Matt's talk was titled "Clutching at Random Straws" and dealt with our innate tendency to detect patterns where none exist. His subjects included — amongst other delights — the deeply significant alignment of the ancient Woolworth civilisation, the explicable causal links between human birth-rate and preponderance of mobile-phone masts, and the likelihood of there being two or more people with the same birthday in any given group of people — such as those attending a Skeptics-in-the-Pub night.
The Q&A session was equally lively, and included Matt expounding his views on environmentalism and organic farming, as well as giving a quick rundown of the pros and cons of the Alternative Vote and First Past The Post voting systems (as follows, paraphrased):
If you're first past the post, it means you got the most votes. So let's say you've got four people who are running for an election — the person who gets the most votes might have 26% of the votes, and everyone else got just under 25. In which case they would get in on just 26% of people voting for them. So in fact 74% of people may adamantly not want them. And so that's kind of the thrust of this — you need a bigger vote than anyone else, but you don't need a bigger vote than everyone who's against you.

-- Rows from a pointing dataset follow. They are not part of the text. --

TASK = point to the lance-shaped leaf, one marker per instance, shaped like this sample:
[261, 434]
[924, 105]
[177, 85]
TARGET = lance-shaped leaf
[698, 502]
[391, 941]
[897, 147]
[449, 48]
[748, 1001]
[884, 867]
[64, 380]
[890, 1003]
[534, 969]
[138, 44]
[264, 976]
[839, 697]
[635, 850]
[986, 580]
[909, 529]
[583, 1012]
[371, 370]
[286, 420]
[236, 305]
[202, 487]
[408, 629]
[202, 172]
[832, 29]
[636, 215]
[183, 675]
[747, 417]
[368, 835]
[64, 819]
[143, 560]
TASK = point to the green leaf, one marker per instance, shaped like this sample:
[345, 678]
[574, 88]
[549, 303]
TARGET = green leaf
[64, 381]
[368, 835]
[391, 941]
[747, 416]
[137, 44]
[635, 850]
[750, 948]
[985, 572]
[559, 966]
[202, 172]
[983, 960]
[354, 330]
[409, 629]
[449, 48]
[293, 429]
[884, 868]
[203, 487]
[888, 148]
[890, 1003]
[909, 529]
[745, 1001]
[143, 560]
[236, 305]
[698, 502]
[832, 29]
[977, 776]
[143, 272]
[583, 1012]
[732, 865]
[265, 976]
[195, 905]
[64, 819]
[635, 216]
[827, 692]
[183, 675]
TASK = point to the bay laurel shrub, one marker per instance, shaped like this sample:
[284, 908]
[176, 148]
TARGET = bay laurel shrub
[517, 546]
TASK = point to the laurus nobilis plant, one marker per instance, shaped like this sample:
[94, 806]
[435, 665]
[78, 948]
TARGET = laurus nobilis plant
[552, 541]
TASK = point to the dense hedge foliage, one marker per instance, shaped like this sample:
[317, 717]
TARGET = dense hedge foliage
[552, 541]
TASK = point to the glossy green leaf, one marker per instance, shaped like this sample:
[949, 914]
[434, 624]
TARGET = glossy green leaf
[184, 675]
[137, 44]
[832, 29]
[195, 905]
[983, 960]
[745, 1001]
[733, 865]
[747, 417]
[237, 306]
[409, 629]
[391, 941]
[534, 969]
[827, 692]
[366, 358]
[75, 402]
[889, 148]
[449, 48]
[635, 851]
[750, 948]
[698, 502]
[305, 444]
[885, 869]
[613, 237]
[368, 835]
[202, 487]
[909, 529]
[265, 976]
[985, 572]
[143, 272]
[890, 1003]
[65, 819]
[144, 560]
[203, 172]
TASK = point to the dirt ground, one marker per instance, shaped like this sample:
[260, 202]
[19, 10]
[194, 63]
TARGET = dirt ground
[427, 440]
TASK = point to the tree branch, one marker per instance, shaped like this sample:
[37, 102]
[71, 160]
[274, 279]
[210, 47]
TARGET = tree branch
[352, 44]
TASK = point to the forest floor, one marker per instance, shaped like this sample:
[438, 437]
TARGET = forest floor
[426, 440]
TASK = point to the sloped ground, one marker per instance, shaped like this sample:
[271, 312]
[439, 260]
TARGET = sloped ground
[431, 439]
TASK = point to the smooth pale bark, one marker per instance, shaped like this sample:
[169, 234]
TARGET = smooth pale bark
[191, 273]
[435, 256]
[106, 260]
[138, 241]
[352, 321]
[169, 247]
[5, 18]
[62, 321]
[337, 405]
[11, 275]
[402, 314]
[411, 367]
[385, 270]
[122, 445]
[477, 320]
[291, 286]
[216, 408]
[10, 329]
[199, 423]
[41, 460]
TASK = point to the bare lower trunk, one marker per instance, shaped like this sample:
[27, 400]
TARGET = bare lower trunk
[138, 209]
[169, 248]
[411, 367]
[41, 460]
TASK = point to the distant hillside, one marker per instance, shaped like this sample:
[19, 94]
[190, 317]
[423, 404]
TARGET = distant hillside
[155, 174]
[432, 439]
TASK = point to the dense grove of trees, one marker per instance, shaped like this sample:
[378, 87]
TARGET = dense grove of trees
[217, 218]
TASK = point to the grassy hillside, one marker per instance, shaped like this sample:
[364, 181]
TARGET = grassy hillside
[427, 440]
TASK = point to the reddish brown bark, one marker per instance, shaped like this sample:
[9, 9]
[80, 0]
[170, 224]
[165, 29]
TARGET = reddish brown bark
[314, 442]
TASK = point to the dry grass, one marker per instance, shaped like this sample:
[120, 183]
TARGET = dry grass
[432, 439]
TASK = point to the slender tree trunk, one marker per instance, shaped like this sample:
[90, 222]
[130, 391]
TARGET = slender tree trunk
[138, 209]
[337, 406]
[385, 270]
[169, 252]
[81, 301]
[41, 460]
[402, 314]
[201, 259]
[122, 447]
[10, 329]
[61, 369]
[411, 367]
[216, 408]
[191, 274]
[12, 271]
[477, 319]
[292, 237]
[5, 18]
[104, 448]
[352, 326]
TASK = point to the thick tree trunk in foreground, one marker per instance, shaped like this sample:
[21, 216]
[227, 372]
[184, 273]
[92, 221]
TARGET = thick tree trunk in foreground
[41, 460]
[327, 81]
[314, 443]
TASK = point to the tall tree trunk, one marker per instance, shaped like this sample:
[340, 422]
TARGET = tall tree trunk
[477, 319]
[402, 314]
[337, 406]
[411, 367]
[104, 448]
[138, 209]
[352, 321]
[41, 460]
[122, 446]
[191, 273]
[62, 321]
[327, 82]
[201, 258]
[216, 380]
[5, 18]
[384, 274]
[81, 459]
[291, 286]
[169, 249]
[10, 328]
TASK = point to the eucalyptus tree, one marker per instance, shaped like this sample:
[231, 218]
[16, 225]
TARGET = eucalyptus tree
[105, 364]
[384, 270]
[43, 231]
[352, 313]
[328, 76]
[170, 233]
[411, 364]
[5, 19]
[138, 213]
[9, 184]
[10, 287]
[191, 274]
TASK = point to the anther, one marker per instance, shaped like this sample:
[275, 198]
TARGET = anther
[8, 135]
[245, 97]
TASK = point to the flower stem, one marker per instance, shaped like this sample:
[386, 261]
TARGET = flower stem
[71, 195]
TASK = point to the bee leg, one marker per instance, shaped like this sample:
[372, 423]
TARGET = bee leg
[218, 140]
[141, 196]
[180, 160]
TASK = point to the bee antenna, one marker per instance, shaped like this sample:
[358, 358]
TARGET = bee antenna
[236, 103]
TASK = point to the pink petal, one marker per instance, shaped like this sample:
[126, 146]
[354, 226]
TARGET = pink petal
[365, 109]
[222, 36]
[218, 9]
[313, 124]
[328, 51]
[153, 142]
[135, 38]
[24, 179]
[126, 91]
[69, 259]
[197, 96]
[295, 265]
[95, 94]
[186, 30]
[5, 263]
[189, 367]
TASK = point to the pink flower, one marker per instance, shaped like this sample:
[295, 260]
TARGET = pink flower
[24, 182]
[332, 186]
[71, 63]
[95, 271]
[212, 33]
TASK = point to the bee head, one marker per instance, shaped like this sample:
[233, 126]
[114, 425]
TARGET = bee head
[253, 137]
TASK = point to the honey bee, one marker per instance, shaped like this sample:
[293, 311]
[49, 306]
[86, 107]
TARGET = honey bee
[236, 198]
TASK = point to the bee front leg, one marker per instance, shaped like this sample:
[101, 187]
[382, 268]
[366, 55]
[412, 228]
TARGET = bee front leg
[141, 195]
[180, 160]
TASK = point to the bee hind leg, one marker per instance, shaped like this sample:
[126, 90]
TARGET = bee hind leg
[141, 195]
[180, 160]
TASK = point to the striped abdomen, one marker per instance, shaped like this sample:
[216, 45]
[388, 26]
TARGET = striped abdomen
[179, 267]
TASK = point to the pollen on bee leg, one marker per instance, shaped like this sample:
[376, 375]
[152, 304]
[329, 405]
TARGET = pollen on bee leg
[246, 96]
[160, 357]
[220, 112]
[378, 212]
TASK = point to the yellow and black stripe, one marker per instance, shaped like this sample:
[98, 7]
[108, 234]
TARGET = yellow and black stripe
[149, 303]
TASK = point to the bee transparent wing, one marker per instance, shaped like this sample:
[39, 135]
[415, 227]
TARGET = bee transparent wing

And proportional voting is that if you vote for one of your guys, and it seems like they're not going to get in, you get to have a second choice, so your vote goes to the second choice, and if they're not going to get in, it goes to the third choice. You get to the final two people, and the person who is ranked higher more than the other person, gets in.
Say one guy was ranked above the other 52% of the time, and the other guy was ranked higher 48% of the time, that means 52% would rather have one than the other — more people for than against, rather than just more people for one than for the other. In an apolitical sense, I think AV is the fairer way to decide which candidate has the fewest people against them.